Sense Partners economist Shamubeel Eaqub said the action was well overdue and a “huge wake-up call” for the Reserve Bank.

“Their commentary and their position on house prices over the past two weeks has been tone-deaf and frankly unbelievable.”

Eaqub said it should be more concerned about the wider stability of the economy and financial system.

“The Reserve Bank right now is creating harm in the economy by creating a bigger housing bubble in the middle of the biggest recession in our lifetime.

“We cannot blame anybody else. It is too much credit at cheap rates going into housing.”

On the other hand, Infometrics senior economist Brad Olsen said the government was “bowing to political will.”

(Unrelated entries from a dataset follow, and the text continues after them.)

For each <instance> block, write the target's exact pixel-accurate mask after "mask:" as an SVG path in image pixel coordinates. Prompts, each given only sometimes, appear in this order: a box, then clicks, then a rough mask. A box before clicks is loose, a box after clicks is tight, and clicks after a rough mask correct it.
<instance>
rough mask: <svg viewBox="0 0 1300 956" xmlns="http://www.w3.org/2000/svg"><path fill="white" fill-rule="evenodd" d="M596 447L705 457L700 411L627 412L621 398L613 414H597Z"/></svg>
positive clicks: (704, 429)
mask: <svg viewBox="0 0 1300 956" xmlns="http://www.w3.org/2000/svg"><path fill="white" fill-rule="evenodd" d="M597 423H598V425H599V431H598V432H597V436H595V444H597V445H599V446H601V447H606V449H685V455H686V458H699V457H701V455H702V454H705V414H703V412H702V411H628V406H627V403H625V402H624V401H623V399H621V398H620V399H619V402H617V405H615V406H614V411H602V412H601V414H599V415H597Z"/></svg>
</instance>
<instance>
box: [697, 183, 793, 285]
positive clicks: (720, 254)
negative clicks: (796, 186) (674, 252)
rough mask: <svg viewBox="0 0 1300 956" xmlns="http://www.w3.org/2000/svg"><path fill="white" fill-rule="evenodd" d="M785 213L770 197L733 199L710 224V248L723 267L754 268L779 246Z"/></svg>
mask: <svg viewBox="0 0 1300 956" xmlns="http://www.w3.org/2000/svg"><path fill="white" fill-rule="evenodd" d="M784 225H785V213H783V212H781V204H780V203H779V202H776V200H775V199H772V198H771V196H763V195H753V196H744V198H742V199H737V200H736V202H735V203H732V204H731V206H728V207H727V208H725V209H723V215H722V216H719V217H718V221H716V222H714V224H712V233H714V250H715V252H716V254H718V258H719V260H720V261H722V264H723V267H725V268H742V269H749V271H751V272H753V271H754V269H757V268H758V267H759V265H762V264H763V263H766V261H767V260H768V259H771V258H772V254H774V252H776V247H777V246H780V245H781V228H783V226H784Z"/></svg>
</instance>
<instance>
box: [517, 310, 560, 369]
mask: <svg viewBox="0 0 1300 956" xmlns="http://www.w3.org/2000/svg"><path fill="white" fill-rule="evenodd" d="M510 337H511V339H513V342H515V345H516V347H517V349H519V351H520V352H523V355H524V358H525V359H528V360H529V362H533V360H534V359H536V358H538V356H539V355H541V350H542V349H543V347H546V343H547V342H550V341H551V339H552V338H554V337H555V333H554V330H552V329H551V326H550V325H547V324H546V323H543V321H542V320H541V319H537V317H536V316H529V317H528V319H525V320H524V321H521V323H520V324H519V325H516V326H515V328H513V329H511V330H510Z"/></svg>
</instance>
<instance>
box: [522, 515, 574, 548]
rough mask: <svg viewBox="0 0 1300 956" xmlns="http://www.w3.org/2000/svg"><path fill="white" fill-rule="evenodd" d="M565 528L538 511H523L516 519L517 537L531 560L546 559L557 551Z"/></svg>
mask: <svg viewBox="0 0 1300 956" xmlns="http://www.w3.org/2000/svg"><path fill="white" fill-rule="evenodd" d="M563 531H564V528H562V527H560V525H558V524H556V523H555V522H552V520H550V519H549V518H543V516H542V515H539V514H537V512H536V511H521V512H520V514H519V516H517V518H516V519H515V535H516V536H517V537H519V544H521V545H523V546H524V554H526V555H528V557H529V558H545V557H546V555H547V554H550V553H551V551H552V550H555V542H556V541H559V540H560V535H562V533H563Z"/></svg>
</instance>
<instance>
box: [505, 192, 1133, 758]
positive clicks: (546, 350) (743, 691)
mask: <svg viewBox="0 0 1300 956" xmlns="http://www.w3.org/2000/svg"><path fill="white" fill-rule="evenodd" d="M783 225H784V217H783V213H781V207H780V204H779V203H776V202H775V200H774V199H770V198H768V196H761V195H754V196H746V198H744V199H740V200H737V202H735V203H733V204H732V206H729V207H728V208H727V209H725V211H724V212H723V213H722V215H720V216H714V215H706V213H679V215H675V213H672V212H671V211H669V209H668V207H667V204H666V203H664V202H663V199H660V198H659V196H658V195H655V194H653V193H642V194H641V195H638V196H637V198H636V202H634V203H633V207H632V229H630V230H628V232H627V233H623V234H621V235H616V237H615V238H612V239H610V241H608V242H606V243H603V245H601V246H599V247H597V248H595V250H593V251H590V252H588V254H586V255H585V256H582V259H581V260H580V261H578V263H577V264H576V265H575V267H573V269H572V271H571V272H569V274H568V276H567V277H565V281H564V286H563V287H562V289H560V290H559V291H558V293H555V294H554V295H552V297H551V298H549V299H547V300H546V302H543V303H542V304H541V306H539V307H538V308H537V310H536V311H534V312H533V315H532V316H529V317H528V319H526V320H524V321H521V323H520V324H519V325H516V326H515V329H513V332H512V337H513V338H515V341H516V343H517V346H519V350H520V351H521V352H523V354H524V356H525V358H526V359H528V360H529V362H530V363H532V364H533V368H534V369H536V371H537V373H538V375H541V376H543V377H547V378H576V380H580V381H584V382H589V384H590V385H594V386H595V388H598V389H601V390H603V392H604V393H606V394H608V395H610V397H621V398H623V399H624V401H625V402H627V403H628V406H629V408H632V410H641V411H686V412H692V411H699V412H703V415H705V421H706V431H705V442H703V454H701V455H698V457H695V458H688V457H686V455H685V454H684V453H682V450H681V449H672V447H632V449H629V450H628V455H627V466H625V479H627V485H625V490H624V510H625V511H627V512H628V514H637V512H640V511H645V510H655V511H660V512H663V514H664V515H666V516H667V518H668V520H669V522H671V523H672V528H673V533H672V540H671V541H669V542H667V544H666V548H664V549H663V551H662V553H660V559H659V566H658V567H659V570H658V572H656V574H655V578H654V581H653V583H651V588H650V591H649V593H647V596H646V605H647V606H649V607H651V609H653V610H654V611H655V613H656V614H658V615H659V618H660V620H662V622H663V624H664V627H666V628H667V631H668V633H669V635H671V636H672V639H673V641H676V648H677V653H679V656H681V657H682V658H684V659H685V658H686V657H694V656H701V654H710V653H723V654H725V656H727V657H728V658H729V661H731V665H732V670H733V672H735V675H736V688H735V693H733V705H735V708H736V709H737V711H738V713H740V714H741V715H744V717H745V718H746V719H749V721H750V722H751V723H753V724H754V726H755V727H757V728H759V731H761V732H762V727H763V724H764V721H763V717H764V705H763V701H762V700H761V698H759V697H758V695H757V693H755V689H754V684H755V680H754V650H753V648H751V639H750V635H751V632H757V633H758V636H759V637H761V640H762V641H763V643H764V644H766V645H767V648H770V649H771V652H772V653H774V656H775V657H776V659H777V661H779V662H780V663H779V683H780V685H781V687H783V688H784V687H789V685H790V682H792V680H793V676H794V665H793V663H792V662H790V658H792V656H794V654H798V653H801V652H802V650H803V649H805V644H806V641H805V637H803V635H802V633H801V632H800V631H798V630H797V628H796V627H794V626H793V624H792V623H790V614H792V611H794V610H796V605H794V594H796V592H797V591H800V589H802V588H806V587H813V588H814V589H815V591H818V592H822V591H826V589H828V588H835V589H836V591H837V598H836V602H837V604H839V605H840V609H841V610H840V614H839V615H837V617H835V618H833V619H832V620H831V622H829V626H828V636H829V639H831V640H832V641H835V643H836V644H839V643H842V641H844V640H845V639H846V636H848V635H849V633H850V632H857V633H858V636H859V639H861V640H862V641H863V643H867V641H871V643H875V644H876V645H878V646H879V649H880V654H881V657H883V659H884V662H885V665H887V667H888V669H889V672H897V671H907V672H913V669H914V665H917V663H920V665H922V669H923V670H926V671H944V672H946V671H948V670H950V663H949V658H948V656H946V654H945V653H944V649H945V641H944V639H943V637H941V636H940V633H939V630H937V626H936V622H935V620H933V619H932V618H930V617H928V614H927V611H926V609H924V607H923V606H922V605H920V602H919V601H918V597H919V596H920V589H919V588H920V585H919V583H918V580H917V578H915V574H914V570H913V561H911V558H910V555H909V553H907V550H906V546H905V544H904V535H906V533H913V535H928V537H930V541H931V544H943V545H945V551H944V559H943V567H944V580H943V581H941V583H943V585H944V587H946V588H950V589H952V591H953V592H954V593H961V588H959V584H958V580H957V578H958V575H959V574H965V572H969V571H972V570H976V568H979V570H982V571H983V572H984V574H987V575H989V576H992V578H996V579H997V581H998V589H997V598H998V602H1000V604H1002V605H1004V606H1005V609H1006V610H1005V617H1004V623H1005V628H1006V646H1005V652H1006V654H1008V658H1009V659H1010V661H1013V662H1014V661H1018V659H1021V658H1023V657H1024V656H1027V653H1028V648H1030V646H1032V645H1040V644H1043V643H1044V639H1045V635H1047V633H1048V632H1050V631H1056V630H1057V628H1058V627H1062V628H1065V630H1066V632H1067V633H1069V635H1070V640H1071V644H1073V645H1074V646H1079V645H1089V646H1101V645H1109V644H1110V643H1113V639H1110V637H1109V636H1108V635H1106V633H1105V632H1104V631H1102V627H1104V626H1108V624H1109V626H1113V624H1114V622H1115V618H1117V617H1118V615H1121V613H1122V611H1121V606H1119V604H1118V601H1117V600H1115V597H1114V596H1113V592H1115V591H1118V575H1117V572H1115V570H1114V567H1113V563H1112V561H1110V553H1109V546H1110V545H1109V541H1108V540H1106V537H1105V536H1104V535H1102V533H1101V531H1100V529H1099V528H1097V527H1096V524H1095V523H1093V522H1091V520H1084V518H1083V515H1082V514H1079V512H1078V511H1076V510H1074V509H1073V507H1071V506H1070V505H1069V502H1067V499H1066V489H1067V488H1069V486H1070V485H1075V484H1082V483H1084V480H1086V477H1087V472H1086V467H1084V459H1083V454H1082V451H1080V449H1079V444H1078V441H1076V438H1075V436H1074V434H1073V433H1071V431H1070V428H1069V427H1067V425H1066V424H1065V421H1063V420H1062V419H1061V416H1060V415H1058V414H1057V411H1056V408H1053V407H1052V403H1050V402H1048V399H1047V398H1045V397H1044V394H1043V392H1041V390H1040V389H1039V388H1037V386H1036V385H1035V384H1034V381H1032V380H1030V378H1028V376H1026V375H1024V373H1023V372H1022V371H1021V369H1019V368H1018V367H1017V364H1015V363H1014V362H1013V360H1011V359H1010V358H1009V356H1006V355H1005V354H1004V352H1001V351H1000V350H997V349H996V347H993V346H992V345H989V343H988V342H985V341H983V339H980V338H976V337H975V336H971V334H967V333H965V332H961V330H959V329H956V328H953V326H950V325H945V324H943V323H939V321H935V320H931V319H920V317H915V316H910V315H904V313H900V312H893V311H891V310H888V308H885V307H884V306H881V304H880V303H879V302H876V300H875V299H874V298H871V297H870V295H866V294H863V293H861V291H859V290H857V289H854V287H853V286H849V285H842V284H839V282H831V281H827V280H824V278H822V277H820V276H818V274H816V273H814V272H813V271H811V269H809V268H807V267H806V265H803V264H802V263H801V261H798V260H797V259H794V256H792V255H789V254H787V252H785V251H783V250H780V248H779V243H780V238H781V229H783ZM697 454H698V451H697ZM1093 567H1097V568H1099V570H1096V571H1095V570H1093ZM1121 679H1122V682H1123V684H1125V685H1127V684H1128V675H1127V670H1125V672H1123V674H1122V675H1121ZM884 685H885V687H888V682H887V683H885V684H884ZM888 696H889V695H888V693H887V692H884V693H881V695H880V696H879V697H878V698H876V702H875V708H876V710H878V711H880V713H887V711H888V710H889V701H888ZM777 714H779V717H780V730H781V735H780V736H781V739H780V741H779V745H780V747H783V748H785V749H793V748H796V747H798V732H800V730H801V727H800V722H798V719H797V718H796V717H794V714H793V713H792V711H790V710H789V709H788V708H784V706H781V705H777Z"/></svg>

“It is a step in the right direction to make sure that the Reserve Bank is taking into account house prices, but I don’t think that’s going to fundamentally shift how they set monetary policy and it’s certainly not going to see any real check on these rampant house price growth figures any time soon,” Olsen said.

“The fact remains that housing will take a while to be changed and it will require substantial government assistance, not the government shifting the blame.”

Robertson’s letter to the Reserve Bank Governor reinforced that the government had abdicated responsibility for the housing crisis, Olsen said.

“Because it refuses to make some of the necessary steps to increase supply. It’s quite clear that we need more houses in New Zealand and that requires additional changes to regulations – we’ve seen that the RMA is in the go-slow track like every consent ever, alongside a lack of really large scale investment in infrastructure across the country.”

Books in better shape

Meanwhile, the government’s finances are in better shape than expected but remain deeply in the red.

Final audited accounts for the year ended June show a deficit of $23.1 billion, slightly less than figures given just before the election.

The strength of the rebound from the Covid-19 restrictions underpinned the tax take by nearly $3bn more than expected, while expenses were $5bn below the Budget forecast.

The net debt level was also lower than expected at 27 percent of the value of the economy.

Robertson said the quick response to the pandemic had prevented an economic collapse.